Hot Air from Paris While Wagenknecht Exposes ‘Rearm Ukraine’

March 28, 2025 (EIRNS)—The Paris “Coalition of the Willing,” after its meeting in France yesterday, has produced the usual hot air, in the form of the Anglo-French pledge to supply “reassurance” (former “peacekeeping,” eventually “deterrent") troops in Ukraine. As a recent article in London’s The Times revealed, Britain has had trouble putting together even a brigade-size force for spring exercises in the Baltic. (Estonia had concerns after the U.K. cut British troop numbers.)

Meanwhile, Rheinmetall’s announcement on involvement in constructing F35 fighter jets confirms that at least part of the German rearmament money is flowing into the U.S. defense industry. Rheinmetall plans to manufacture at least 400 medium fuselage sections for the F-35 fighter jet built by Lockheed Martin and Northrop Grumman at its new plant in Weeze. Production is scheduled to start in July 2025—the first parts have now been delivered from the U.S.

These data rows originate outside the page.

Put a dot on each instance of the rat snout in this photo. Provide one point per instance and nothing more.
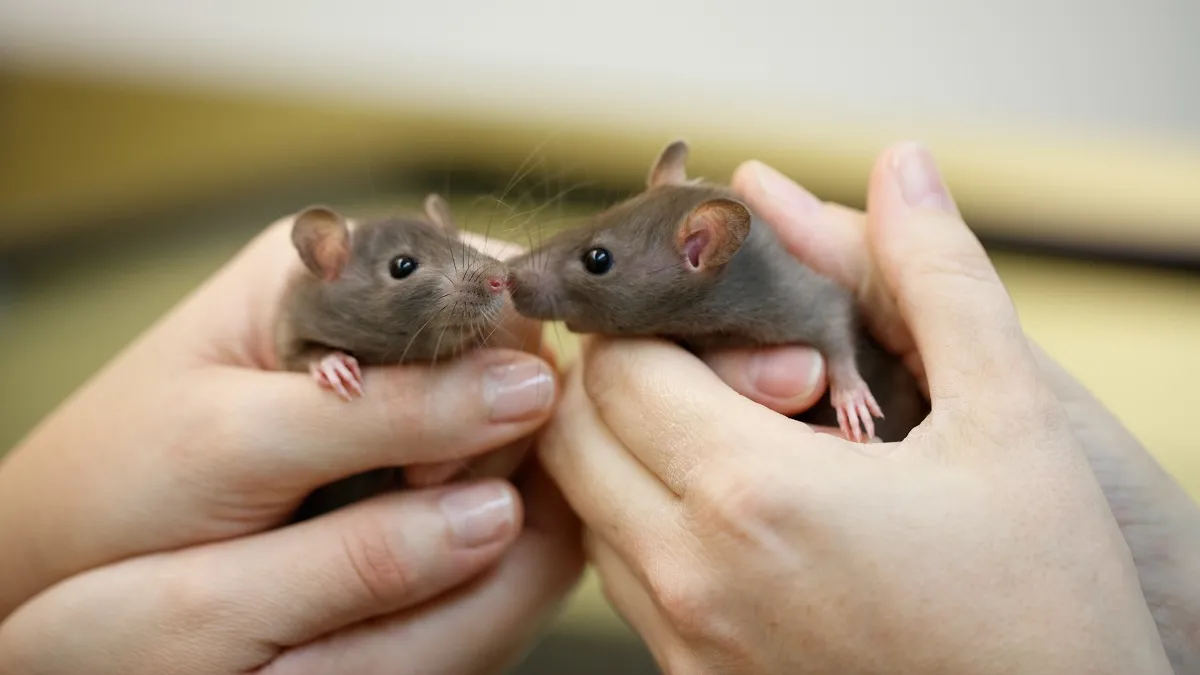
(532, 296)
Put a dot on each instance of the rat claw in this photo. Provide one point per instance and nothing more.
(856, 410)
(871, 405)
(868, 423)
(336, 371)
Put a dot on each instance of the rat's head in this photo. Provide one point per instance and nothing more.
(408, 285)
(639, 266)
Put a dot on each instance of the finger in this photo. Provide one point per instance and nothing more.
(948, 292)
(786, 380)
(606, 485)
(672, 412)
(628, 595)
(370, 560)
(280, 430)
(483, 626)
(235, 605)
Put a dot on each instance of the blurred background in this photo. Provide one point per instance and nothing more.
(143, 142)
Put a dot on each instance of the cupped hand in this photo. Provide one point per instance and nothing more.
(375, 587)
(735, 539)
(1157, 518)
(190, 437)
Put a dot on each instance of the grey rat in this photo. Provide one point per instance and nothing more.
(685, 260)
(381, 292)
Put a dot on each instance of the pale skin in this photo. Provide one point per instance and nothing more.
(141, 523)
(737, 541)
(978, 545)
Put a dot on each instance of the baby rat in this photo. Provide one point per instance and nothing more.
(382, 292)
(687, 261)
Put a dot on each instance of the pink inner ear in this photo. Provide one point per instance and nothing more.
(694, 246)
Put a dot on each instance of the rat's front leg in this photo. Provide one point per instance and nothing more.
(851, 396)
(339, 372)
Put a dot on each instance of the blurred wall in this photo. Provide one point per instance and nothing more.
(1105, 65)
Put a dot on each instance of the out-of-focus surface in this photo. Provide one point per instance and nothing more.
(142, 143)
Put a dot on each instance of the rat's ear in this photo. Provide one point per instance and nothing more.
(438, 211)
(671, 166)
(712, 233)
(323, 240)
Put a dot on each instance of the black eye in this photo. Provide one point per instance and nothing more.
(598, 261)
(401, 267)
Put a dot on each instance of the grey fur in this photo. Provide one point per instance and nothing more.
(761, 297)
(437, 312)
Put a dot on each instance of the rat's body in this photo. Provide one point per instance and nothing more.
(381, 293)
(687, 261)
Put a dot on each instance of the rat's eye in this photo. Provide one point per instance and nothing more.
(598, 261)
(401, 267)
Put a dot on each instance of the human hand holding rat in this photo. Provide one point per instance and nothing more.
(737, 541)
(1159, 521)
(144, 509)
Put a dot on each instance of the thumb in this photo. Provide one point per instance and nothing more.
(963, 320)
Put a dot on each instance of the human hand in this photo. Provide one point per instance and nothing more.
(213, 444)
(735, 539)
(1157, 518)
(366, 589)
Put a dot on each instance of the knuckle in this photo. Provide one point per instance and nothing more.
(736, 501)
(610, 371)
(378, 561)
(685, 598)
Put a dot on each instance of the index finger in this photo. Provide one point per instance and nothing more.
(672, 412)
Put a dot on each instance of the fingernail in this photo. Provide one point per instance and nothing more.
(515, 392)
(921, 183)
(479, 514)
(791, 375)
(783, 190)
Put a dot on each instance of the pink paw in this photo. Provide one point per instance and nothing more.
(339, 372)
(856, 407)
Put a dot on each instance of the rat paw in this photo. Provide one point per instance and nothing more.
(339, 372)
(856, 408)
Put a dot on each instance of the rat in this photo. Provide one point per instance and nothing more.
(685, 260)
(382, 292)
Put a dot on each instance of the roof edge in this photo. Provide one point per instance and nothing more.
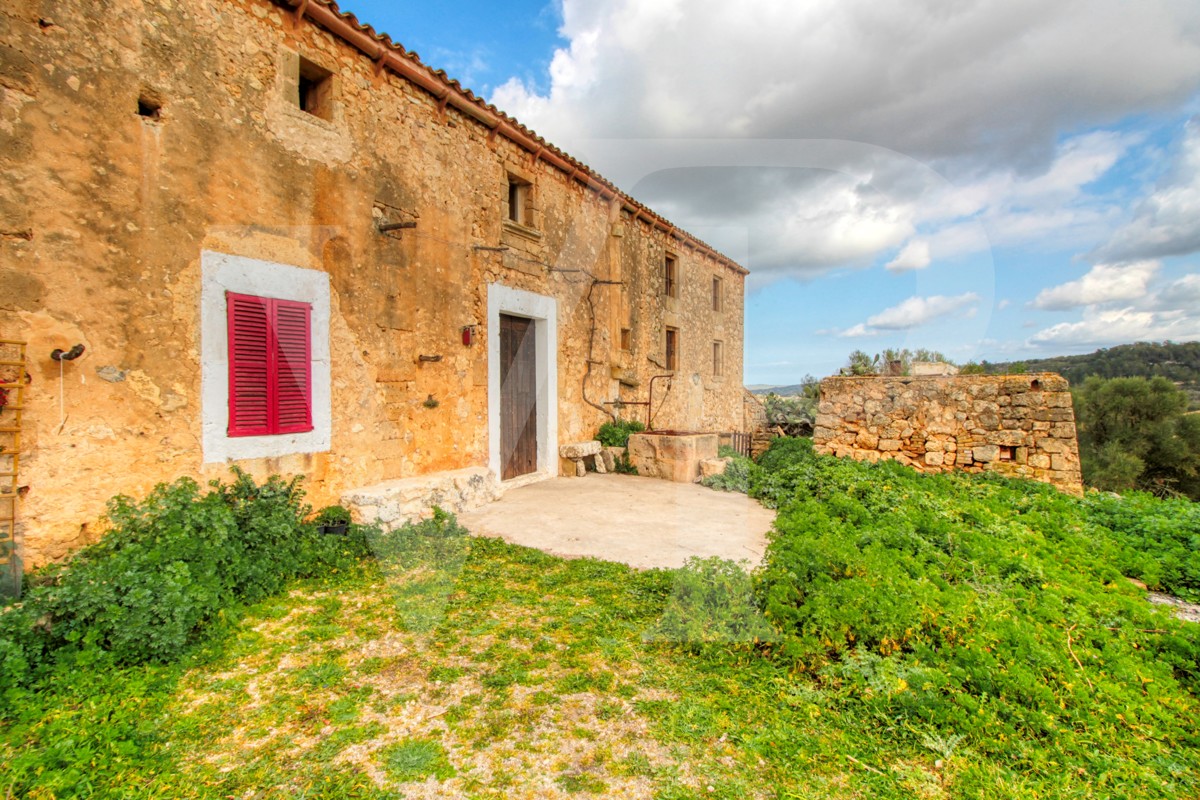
(385, 53)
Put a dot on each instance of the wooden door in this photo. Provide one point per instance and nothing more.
(519, 397)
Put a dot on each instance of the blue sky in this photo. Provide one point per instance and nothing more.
(995, 179)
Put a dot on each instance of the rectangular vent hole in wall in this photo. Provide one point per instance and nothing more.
(316, 94)
(149, 108)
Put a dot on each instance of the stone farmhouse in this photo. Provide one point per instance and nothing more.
(285, 242)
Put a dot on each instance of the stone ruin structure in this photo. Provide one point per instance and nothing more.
(1023, 426)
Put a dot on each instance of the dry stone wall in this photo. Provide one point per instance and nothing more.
(1021, 426)
(138, 134)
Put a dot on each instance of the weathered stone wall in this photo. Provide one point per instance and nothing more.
(1014, 425)
(106, 214)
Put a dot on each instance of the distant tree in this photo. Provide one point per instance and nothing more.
(1135, 433)
(862, 365)
(891, 362)
(796, 413)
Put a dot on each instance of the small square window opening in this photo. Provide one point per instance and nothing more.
(316, 95)
(149, 108)
(672, 349)
(670, 276)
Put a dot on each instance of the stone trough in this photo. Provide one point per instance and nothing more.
(671, 455)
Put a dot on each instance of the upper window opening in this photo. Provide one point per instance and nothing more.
(316, 94)
(149, 108)
(672, 349)
(520, 194)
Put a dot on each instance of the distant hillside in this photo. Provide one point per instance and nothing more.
(1176, 362)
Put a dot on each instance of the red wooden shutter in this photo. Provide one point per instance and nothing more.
(250, 370)
(270, 372)
(293, 367)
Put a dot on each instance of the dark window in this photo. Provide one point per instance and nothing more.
(149, 108)
(316, 90)
(519, 202)
(672, 349)
(270, 366)
(670, 276)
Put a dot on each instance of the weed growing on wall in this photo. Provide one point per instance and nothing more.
(616, 434)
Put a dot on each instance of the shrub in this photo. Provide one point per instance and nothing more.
(995, 608)
(167, 564)
(616, 434)
(713, 602)
(736, 476)
(333, 515)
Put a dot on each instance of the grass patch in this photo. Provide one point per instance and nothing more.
(940, 638)
(415, 759)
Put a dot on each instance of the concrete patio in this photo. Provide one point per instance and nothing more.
(639, 521)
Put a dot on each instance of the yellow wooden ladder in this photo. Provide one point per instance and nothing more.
(15, 385)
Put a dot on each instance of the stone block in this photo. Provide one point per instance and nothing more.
(579, 449)
(985, 453)
(867, 441)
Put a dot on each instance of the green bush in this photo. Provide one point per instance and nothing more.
(167, 565)
(712, 602)
(736, 476)
(616, 434)
(990, 607)
(1158, 541)
(333, 515)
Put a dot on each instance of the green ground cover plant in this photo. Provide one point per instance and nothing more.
(907, 637)
(616, 434)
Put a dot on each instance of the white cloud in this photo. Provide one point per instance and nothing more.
(1102, 328)
(857, 331)
(927, 79)
(1103, 283)
(1182, 294)
(915, 256)
(1168, 221)
(978, 91)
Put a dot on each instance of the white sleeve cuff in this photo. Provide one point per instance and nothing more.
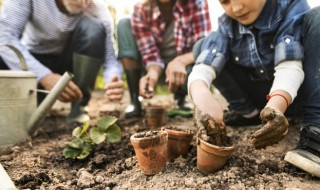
(202, 72)
(288, 77)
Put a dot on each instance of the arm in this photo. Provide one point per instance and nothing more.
(11, 28)
(199, 83)
(176, 72)
(112, 69)
(288, 78)
(200, 27)
(141, 29)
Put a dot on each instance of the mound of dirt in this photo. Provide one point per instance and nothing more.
(39, 163)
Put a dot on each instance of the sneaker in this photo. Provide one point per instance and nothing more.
(304, 160)
(231, 118)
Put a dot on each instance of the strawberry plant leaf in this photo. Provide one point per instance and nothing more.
(76, 143)
(70, 152)
(79, 131)
(85, 151)
(97, 136)
(113, 133)
(105, 122)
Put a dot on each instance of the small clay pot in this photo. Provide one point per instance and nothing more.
(178, 143)
(155, 116)
(151, 151)
(211, 158)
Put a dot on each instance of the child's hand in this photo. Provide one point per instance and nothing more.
(275, 128)
(114, 89)
(149, 81)
(176, 75)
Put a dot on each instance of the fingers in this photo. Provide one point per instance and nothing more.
(70, 93)
(266, 129)
(114, 89)
(267, 114)
(175, 80)
(146, 87)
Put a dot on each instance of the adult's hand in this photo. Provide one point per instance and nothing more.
(114, 89)
(149, 81)
(70, 93)
(275, 128)
(175, 74)
(76, 6)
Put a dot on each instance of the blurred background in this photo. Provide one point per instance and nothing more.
(124, 8)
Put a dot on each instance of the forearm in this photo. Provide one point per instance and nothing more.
(186, 59)
(279, 100)
(289, 76)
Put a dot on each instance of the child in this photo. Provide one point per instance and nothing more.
(264, 48)
(58, 36)
(158, 39)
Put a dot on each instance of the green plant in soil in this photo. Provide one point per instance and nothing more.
(84, 139)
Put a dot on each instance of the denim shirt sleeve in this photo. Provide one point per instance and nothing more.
(288, 38)
(214, 48)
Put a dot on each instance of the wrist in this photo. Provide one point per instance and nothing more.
(154, 70)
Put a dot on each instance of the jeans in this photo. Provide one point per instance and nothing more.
(245, 90)
(88, 38)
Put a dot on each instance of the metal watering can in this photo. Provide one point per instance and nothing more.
(19, 114)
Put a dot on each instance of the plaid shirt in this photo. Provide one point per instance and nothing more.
(191, 23)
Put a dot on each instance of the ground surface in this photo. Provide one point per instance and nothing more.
(39, 163)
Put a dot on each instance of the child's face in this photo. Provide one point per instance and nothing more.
(243, 11)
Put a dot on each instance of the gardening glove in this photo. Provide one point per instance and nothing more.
(208, 129)
(176, 74)
(275, 128)
(76, 6)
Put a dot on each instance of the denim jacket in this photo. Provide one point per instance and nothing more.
(274, 37)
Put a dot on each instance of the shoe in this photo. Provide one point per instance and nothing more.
(304, 160)
(231, 118)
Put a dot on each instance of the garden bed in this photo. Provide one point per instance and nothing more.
(39, 163)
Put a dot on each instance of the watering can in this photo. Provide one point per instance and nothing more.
(19, 114)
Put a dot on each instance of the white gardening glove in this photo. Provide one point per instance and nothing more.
(76, 6)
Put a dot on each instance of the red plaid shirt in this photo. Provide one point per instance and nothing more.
(191, 23)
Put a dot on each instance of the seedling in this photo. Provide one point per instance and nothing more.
(82, 144)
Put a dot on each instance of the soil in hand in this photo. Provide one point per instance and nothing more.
(211, 131)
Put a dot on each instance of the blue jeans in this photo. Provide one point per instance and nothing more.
(245, 88)
(88, 38)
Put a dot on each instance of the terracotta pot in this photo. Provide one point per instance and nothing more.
(155, 116)
(151, 152)
(211, 158)
(178, 143)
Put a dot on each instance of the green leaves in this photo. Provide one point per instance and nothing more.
(82, 144)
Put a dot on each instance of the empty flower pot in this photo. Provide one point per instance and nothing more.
(155, 116)
(151, 150)
(211, 158)
(178, 143)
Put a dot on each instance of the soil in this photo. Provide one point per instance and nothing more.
(210, 131)
(39, 163)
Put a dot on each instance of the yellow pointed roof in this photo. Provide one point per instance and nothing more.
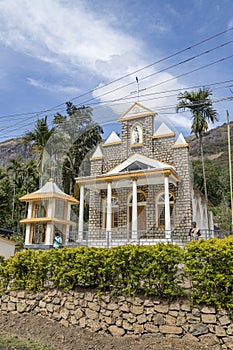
(49, 190)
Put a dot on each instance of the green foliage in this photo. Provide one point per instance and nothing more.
(209, 266)
(83, 135)
(21, 343)
(127, 270)
(157, 270)
(6, 193)
(24, 178)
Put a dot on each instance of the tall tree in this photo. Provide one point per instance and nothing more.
(84, 134)
(6, 193)
(200, 104)
(38, 139)
(25, 178)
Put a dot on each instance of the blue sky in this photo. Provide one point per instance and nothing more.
(53, 51)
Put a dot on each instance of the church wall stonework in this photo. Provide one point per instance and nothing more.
(184, 199)
(160, 148)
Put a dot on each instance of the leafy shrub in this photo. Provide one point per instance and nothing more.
(209, 266)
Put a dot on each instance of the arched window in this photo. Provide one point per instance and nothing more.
(141, 197)
(141, 211)
(161, 209)
(115, 212)
(136, 134)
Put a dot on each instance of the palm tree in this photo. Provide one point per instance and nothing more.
(200, 105)
(38, 139)
(15, 169)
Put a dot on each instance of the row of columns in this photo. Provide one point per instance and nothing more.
(134, 209)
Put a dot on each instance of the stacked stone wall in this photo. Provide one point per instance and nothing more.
(126, 316)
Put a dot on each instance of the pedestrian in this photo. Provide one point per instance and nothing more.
(194, 231)
(57, 240)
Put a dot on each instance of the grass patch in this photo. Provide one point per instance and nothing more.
(15, 342)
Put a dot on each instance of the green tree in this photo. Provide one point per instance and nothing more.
(25, 178)
(84, 134)
(200, 105)
(6, 193)
(38, 139)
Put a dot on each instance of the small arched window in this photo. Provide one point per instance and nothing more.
(115, 212)
(141, 197)
(161, 209)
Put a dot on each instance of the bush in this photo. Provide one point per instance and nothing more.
(209, 266)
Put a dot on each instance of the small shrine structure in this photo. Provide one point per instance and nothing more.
(48, 213)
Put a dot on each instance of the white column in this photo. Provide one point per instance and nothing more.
(67, 230)
(109, 209)
(50, 226)
(134, 211)
(81, 213)
(167, 208)
(28, 226)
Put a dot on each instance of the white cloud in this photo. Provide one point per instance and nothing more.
(48, 30)
(72, 38)
(53, 87)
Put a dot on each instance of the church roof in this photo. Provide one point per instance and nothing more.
(137, 110)
(112, 139)
(49, 190)
(180, 142)
(98, 154)
(139, 162)
(163, 131)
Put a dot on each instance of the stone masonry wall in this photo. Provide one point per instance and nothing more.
(184, 199)
(125, 316)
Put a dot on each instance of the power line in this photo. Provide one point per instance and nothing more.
(127, 75)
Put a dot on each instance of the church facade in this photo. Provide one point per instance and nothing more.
(140, 185)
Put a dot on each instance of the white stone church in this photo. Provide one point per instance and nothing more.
(139, 191)
(140, 186)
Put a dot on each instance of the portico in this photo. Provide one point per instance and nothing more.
(134, 173)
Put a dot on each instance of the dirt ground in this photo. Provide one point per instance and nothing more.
(45, 331)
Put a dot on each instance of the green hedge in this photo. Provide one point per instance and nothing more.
(157, 270)
(151, 270)
(209, 266)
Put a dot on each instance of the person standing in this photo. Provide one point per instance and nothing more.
(194, 231)
(57, 240)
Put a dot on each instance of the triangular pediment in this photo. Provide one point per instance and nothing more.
(97, 154)
(163, 131)
(112, 139)
(180, 142)
(137, 110)
(138, 162)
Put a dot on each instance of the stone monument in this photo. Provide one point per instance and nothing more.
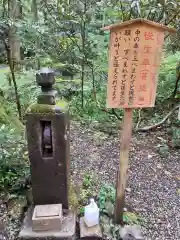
(47, 125)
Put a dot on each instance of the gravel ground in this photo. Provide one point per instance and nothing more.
(153, 189)
(153, 184)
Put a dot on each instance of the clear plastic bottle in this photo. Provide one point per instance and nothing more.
(91, 214)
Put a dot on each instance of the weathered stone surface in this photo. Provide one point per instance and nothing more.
(50, 175)
(67, 231)
(131, 233)
(89, 233)
(47, 217)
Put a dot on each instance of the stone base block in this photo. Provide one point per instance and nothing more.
(67, 230)
(88, 233)
(47, 217)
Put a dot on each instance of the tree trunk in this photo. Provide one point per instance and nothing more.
(34, 9)
(14, 10)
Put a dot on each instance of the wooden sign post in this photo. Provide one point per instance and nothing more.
(135, 51)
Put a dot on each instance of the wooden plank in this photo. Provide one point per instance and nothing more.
(123, 164)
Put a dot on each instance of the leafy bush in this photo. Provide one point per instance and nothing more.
(14, 167)
(167, 76)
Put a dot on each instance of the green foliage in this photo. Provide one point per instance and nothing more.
(107, 194)
(14, 168)
(167, 76)
(176, 137)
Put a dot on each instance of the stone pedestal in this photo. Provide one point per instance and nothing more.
(47, 217)
(67, 230)
(91, 233)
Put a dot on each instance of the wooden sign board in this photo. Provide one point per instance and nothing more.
(134, 57)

Porsche decided to allocate €2 billion to investments in the military sector despite losing (or because they lost) €20 billion in the automobile sector last year. Porsche already has a stake in the start(ed)-up Quantum Systems GmbH, along with international investors. QS produces drones.

Sahra Wagenknecht has exposed the German rearmament policy as “sick.” In a leaflet distributed nationwide, the BSW explains that the money “will go not only to the Bundeswehr, but above all also to the Ukrainian military. This exemption from the debt-brake is de facto a standing order from the German taxpayers for the rearmament of Ukraine.

“Germany should do exactly the opposite: strict debt rules for military spending and lifting debt rules for meaningful investments in infrastructure. The €500 billion extra fund for infrastructure, instead, is nothing but a fig-leaf for higher military spending.”